Nozomi and Coby have learned early on in their relationship that marriage is a partnership. Orllyene and I have been marriage partners for 60 years and have kicked and scratched, mellowed and mewed and are as close as the scent is to a rose. Orllyene is an excellent homemaker, which is her specialty in life and has allowed me to follow my dream, if you can call sweating at a ballet barre for hours and going to auditions where the chances of getting a job are hundreds to one. Stability and spontaneity are the keywords, not winning arguments. We’ve moved from coast to coast several times as I went from dancer to choreographer. After working in several reviews, I took the plunge. I did a small lounge show in Las Vegas and hooked up with a producer from Australia who wanted to get started as a producer in the United States.

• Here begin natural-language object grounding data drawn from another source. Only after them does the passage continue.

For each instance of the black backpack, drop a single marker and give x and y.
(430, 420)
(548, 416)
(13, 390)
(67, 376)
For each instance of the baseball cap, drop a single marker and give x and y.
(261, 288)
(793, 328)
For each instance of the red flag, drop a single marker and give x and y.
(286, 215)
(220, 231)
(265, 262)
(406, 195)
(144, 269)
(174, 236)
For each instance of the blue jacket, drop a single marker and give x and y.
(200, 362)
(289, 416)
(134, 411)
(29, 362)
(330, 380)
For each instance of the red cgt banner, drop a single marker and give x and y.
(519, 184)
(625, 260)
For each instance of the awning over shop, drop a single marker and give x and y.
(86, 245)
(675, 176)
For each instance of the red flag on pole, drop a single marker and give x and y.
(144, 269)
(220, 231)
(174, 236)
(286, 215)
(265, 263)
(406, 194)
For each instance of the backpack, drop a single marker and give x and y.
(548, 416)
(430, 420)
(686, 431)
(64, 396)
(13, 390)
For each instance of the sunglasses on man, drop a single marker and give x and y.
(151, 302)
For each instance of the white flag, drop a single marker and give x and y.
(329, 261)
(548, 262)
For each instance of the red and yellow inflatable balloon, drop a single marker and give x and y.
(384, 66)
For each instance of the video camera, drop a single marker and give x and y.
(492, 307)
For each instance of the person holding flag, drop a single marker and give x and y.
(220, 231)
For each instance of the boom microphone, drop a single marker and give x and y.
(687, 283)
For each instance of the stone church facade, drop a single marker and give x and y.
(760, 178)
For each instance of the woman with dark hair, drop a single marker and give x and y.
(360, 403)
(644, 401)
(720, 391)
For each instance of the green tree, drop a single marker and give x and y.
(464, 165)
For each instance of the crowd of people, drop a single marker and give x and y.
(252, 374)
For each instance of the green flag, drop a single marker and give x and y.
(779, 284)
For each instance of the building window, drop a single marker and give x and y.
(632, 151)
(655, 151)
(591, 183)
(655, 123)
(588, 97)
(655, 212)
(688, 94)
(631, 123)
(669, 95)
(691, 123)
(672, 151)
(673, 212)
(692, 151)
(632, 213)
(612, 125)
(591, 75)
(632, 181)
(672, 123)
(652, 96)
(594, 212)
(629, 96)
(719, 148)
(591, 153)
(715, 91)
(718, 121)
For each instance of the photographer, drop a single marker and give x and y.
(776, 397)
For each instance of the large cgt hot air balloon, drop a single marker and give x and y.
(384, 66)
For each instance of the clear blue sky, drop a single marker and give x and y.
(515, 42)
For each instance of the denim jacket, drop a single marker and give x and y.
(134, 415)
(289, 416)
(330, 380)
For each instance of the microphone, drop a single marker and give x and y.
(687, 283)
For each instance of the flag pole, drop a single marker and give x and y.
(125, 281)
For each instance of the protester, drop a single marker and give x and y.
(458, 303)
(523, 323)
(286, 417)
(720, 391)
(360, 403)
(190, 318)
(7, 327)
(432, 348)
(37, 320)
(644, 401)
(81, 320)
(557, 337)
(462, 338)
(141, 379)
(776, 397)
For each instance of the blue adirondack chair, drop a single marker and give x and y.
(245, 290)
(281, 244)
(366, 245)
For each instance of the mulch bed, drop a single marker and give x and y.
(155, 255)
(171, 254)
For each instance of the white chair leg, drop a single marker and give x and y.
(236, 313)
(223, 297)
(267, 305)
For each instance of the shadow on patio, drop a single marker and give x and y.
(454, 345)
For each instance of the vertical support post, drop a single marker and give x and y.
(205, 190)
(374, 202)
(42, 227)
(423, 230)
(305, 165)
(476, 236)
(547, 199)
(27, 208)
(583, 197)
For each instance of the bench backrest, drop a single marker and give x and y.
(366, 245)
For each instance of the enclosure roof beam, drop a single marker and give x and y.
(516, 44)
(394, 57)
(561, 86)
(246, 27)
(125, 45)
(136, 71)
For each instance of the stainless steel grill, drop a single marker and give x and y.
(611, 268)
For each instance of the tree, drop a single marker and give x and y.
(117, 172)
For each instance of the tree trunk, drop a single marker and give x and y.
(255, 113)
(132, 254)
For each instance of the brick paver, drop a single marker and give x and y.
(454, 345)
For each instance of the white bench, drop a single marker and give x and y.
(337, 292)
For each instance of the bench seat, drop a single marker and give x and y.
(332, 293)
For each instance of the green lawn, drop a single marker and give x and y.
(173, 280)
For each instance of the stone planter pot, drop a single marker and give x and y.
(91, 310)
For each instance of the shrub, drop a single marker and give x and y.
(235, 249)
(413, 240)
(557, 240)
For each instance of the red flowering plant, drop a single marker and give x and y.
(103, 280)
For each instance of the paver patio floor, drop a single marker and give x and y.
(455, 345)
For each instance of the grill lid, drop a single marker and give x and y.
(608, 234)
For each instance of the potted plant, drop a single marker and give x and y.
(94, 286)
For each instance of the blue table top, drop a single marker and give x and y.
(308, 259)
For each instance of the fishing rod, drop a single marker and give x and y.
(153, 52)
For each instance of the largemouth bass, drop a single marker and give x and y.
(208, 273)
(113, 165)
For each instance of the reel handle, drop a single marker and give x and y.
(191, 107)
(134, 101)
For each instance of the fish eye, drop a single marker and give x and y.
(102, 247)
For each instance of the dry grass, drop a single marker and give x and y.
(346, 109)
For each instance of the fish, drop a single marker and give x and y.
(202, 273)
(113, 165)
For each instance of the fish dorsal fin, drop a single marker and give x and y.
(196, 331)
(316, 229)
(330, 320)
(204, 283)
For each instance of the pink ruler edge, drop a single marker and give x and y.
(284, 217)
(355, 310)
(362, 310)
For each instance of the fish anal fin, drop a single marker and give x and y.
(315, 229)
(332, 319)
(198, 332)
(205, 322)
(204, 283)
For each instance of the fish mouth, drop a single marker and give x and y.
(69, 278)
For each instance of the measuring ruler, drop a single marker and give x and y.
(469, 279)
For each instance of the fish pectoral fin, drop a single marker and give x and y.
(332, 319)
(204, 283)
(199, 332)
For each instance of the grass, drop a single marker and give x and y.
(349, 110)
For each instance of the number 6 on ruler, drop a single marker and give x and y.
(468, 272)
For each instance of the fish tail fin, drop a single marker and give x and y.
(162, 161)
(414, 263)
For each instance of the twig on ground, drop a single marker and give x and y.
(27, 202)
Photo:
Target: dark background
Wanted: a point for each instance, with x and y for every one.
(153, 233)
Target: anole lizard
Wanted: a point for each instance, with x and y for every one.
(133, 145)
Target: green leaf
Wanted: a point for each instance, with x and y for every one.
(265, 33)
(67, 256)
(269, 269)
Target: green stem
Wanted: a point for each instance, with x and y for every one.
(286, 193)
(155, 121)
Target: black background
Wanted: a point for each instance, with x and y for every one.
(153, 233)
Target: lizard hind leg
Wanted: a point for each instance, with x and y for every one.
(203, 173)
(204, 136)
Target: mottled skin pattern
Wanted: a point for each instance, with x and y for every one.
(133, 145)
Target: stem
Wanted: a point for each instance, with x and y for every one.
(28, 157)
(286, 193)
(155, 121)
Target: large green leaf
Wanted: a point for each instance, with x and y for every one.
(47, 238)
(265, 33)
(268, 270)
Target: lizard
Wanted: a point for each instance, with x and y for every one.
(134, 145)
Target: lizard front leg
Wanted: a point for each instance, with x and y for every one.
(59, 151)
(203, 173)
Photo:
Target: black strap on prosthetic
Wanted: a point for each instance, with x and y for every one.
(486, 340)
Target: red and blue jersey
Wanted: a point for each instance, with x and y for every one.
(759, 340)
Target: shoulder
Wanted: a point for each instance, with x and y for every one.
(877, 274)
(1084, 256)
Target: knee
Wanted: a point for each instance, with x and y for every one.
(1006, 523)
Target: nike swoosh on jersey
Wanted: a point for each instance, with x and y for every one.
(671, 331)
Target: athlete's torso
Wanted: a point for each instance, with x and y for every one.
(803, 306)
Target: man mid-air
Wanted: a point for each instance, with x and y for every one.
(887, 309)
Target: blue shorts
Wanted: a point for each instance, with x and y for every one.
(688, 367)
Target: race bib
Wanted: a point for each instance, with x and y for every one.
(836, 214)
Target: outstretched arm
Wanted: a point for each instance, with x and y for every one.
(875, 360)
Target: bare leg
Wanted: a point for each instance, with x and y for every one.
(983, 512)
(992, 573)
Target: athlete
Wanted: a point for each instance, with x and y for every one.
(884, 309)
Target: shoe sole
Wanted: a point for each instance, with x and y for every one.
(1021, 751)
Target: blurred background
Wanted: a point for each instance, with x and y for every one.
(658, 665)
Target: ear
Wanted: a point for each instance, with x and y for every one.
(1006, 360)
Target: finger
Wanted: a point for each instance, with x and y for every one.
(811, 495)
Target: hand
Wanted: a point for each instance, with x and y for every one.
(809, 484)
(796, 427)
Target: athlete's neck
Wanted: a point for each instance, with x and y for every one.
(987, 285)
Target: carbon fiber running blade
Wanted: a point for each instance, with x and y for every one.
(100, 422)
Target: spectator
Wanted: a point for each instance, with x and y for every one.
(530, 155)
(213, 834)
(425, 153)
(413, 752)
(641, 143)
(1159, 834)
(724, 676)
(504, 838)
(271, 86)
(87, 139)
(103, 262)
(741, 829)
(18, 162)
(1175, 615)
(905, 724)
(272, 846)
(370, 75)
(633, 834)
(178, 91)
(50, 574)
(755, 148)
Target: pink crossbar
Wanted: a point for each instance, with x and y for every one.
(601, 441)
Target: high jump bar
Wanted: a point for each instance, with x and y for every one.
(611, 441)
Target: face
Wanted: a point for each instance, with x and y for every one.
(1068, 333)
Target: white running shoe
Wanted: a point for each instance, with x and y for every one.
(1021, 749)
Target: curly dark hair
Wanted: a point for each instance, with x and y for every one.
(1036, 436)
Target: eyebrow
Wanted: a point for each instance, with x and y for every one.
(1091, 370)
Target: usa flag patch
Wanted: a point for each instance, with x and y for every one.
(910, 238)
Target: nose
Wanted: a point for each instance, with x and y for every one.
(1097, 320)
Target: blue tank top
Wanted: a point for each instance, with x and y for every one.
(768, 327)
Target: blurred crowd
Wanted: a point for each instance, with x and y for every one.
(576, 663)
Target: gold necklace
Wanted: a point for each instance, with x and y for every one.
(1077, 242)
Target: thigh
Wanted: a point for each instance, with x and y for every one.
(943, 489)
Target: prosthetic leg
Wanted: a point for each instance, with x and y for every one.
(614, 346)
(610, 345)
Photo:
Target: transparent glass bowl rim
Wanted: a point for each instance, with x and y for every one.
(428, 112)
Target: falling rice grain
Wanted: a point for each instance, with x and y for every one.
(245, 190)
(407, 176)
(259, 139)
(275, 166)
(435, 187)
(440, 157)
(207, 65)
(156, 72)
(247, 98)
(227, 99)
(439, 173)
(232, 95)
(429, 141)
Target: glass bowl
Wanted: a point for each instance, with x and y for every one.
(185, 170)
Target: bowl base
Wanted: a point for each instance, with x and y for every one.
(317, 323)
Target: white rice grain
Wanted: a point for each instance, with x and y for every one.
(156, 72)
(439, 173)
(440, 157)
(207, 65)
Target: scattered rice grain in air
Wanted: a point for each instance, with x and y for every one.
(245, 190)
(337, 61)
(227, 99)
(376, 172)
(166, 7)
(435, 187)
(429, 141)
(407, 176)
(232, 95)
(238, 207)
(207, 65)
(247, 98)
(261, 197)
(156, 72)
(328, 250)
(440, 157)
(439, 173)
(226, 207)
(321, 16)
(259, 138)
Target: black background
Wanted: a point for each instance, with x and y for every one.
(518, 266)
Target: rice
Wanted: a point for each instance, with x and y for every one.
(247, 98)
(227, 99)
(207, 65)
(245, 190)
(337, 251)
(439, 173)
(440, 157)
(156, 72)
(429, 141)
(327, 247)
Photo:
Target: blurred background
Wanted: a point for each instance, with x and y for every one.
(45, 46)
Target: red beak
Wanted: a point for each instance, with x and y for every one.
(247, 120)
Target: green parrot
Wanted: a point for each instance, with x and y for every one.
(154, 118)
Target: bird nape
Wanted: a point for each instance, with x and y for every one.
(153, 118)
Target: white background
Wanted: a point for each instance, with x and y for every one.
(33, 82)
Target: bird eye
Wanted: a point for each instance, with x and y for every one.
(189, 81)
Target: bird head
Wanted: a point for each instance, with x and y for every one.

He could only pay me a hundred dollars a week with the stipulation that when I traveled, I would receive one hundred-and fifty-dollars week (which he gave to Orllyene in Vegas).
“Go where the work is” has always been my belief. I walked door to door in Seattle looking for a place to live for our family and on the flip side, took our family to Paradise Island, in the Bahamas many summers (all comped by the casino), and was a dancer in the Casino de Paris in Las Vegas when President Kennedy was assassinated and the lights on the Strip went dark. I’ve worked for Merv Griffin and Donald Trump when each took a turn owning Resorts International in Atlantic City. Merv invited Orllyene and me to his La Quinta home and we had a lovely time. I am still waiting for Mr. Trump’s invitation.
It sounds like Nozomi and Coby are on a similar life path as Orllyene and I are. This summer they packed up and visited her parents, uncles, aunts and cousins in Okinawa. Coby did his work on a computer using the internet. In similar fashion, I did clean up rehearsals in the Bahamas. You could say combining work and pleasure is like finding the prize in the Cracker Jack Box. Good hunting.